因為軍帳丟失殆盡,絕大部分的匈奴士兵只能露天過夜。耳朵里聽著傷兵的呻吟,婦孺的低泣,這樣一個夜晚註定難眠。

吃完肉乾,霍去病向那名匈奴軍官打了個招呼,起身在附近的營地轉悠。這種散漫行為在軍營里本該是禁忌,但一來匈奴軍隊一貫軍紀鬆弛,二來大軍新敗建制破碎,已經誰也管不了也懶得多管了。

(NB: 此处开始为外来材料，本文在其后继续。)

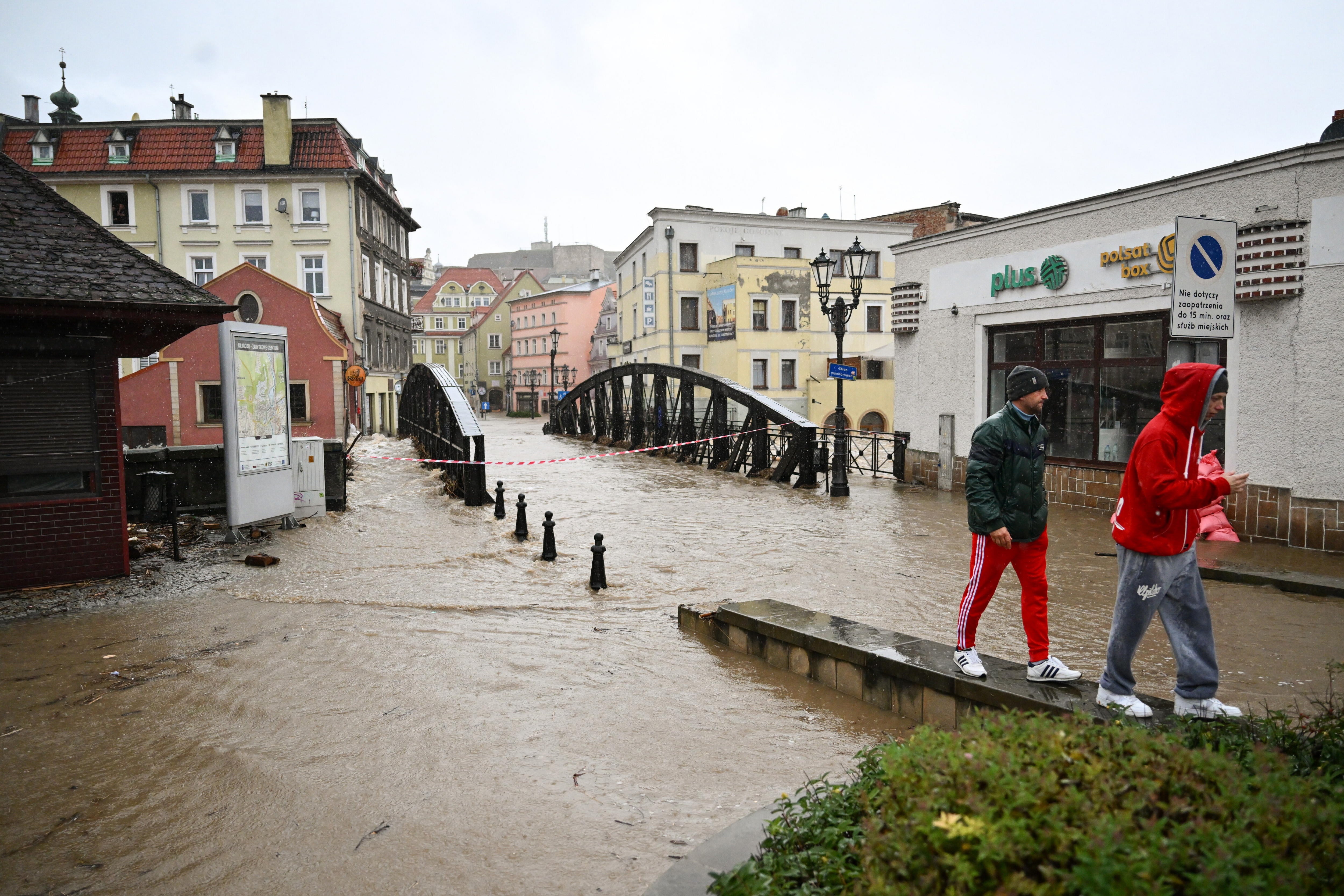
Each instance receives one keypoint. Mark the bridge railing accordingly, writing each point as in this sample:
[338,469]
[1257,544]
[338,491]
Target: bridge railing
[437,417]
[651,405]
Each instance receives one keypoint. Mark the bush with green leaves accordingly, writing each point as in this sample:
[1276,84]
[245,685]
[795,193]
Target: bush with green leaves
[1026,804]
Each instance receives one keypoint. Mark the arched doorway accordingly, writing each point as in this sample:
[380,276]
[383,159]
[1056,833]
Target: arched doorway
[831,421]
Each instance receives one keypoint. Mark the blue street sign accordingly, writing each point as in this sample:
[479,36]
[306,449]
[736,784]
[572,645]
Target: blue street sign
[843,373]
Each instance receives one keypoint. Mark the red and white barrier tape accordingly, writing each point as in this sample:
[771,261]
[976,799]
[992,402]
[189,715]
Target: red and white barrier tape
[560,460]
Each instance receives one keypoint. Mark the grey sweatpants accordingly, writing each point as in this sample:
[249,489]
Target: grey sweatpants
[1168,586]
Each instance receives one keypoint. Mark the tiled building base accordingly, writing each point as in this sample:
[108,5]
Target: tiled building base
[1263,514]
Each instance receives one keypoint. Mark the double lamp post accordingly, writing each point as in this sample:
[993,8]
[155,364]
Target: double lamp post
[839,312]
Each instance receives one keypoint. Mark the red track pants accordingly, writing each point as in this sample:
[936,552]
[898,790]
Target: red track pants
[987,566]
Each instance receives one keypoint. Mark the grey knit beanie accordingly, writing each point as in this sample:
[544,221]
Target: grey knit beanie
[1025,381]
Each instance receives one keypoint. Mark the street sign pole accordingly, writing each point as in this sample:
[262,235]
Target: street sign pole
[1205,279]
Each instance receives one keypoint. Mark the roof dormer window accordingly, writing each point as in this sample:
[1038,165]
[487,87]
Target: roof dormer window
[119,148]
[226,146]
[44,148]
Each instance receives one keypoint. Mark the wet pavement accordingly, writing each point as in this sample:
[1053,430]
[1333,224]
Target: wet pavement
[413,702]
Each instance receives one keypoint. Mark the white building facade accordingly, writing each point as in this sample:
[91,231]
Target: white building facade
[971,304]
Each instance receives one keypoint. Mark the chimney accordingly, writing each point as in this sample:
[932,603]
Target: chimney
[277,134]
[181,108]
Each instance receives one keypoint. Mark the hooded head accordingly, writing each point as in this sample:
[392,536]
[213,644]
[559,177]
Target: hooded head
[1187,390]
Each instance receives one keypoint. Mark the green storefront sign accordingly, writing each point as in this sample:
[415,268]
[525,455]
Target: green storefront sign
[1053,273]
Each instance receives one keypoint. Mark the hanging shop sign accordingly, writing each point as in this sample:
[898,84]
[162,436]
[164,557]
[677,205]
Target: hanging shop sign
[1053,274]
[722,313]
[1205,279]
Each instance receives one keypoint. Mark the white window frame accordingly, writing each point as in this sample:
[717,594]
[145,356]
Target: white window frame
[298,206]
[238,206]
[107,205]
[187,189]
[303,273]
[191,265]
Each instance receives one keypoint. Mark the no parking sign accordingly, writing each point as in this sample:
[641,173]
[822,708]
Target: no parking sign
[1205,279]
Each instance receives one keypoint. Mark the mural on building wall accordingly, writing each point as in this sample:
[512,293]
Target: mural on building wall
[722,313]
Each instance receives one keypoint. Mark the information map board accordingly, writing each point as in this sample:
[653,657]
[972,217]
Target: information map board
[255,387]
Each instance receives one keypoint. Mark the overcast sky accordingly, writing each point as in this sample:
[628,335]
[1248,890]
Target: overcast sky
[494,116]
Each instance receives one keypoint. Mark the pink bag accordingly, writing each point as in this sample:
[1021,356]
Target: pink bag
[1213,519]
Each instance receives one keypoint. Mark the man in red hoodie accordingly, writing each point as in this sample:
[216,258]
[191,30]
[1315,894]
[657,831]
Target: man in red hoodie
[1155,529]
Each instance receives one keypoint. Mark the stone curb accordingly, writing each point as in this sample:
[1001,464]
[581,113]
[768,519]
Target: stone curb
[722,852]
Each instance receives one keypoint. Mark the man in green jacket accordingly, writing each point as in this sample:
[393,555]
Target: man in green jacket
[1006,510]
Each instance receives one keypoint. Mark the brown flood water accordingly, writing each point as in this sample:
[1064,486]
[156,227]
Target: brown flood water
[410,670]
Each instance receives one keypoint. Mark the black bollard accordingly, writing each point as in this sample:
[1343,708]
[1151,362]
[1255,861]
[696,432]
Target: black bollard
[549,539]
[597,578]
[521,527]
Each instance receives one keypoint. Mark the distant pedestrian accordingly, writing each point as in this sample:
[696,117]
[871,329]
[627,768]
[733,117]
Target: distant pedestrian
[1006,511]
[1155,529]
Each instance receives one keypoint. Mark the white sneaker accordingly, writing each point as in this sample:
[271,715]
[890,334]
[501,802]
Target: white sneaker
[1129,703]
[1206,708]
[970,663]
[1052,670]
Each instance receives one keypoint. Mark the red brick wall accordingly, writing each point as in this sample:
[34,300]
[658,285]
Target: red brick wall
[73,539]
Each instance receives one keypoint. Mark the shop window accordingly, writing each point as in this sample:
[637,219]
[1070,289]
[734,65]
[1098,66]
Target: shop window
[1105,381]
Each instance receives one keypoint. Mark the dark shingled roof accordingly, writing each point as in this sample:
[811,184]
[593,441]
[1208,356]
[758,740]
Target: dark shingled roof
[49,249]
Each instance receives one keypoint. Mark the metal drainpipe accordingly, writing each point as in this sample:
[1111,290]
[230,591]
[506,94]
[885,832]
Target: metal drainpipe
[159,221]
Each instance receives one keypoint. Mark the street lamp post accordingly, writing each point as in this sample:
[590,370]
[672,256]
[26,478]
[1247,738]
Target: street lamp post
[839,312]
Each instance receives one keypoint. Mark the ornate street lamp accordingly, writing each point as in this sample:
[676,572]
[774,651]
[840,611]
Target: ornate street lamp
[839,312]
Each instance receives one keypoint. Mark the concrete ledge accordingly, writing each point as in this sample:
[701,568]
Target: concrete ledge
[724,852]
[897,672]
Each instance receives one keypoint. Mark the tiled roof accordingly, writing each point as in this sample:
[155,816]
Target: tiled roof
[464,277]
[49,249]
[186,146]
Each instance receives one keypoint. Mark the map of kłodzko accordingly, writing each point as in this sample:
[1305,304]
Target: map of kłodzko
[263,405]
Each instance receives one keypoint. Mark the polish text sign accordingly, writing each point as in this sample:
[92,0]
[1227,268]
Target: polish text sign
[1205,279]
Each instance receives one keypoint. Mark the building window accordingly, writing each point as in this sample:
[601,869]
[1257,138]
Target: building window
[199,206]
[690,257]
[119,208]
[1105,379]
[249,308]
[252,208]
[873,422]
[203,269]
[311,204]
[212,409]
[759,373]
[315,274]
[299,402]
[690,312]
[760,313]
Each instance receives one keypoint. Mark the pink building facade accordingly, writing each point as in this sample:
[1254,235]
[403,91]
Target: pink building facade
[574,312]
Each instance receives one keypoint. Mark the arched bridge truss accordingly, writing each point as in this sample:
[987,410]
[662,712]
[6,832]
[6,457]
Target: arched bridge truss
[436,416]
[652,405]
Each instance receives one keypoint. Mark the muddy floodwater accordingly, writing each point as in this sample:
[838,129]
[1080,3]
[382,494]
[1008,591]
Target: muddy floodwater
[413,702]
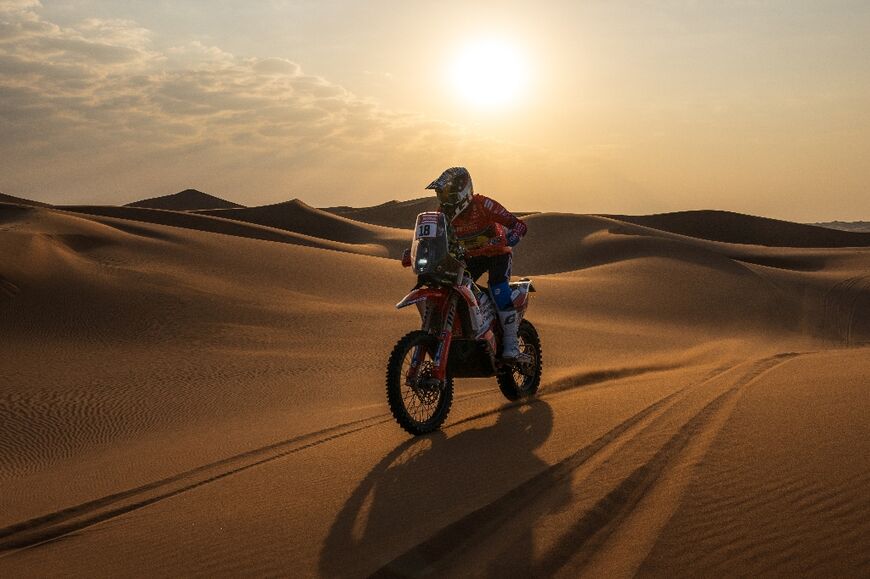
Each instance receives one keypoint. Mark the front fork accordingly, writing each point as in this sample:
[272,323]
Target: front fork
[445,338]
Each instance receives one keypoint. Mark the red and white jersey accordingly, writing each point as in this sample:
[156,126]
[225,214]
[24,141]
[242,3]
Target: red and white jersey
[481,227]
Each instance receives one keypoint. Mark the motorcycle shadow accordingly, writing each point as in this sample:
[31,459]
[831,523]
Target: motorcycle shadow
[431,497]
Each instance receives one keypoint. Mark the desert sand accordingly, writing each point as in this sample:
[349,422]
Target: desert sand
[198,391]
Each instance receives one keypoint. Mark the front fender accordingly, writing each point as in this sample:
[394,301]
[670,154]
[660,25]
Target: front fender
[421,295]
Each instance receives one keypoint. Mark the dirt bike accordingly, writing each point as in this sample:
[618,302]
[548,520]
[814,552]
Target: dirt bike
[460,335]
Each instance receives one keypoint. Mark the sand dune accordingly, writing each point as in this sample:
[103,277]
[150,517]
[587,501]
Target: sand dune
[401,214]
[198,394]
[20,201]
[738,228]
[373,245]
[296,216]
[187,200]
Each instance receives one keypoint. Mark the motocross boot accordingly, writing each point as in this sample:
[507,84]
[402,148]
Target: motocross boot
[509,323]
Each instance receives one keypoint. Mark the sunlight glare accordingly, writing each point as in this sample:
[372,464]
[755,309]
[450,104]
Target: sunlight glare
[489,73]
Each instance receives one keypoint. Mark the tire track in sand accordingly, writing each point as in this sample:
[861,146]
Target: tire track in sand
[459,544]
[54,525]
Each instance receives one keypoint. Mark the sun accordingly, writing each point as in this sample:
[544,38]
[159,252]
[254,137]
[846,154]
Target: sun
[489,73]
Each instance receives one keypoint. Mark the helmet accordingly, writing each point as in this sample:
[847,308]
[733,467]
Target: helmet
[454,190]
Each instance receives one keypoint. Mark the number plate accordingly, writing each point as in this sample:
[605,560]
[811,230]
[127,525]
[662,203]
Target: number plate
[427,230]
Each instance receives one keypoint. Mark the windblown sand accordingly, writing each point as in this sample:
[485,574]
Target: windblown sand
[201,394]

兜了半圈,霍去病發現一隊新到的人馬正準備生火露宿。他走上前問道:「你們有誰見過折鷹將軍?」

「你找折鷹將軍有什麼事?」一名老軍頭沒精打采地抬起頭,瞥了眼霍去病。

霍去病神色不變,從容答道:「我是折鷹將軍的部下,在混戰中失散。你見過他?」

「見過。」老軍頭對霍去病沒有絲毫懷疑,伸手一指道:「他和我們一樣剛到,正在拜見王爺。」

終於找到這傢伙了,霍去病的嘴角隱過一抹快意微笑。

折鷹,就算你逃到天涯海角,就算魯鵬屍骨已寒,我也要把你的頭顱帶回去!他緩步朝顏海王營的方向走去,在一片鄰水的草地上,七零八落扎著二十多頂破損不全的帳篷。這已是匈奴大軍目前全部的軍帳了。

霍去病點點頭,按照對方指點的方位步入王營。

一朝被蛇咬,十年怕井繩。如今的王營的規模雖然比數日前縮水許多,甚而顯得有些破敗簡陋,但周圍的守備卻異常嚴密。

「站住,你是幹什麼的?」一隊巡邏兵喝止住正往裡走的霍去病。

霍去病不慌不忙地說道:「我是折鷹將軍的部下,聽說他就在這裡。」

巡邏兵頭領並未發現霍去病身上有任何可疑之處,而且這兩天尋找各自主將的散兵比比皆是,他也不再疑心,吩咐一名部下道:「桑奇,你帶他去見折鷹將軍。」

那個名叫桑奇的匈奴士兵領命,引著霍去病走向折鷹棲身的營帳。

到了帳外,桑奇朝內稟報道:「折鷹將軍,有人找您。他自稱是您的部下,名叫……」他忽然想起自己還不曉得霍去病的名字,忙轉頭問道:「對了,你叫什麼?」

「赫龍。」

霍去病低聲回答,趁著桑奇回首正要繼續報告的機會突然探手,在他背心輕輕一拍,掌勁吞吐而出,桑奇一下昏死了過去。

「他怎麼了?」守在門外的兩名衛兵見桑奇莫名其妙倒進霍去病懷裡,驚訝問道。

「呼——」突如其來的一股刺疼,急遽蔓延進兩人的神經,骷髏頭放出的暈眩術令他們短暫地失去了神智。

當兩名匈奴衛兵回過神時,霍去病已攜著昏迷的桑奇走入了營帳。

營帳里點著牛油火把,一名精瘦的匈奴男子卸下盔甲盤坐在毛毯上,正狼吞虎咽地啃著一條烤熟的羊腿。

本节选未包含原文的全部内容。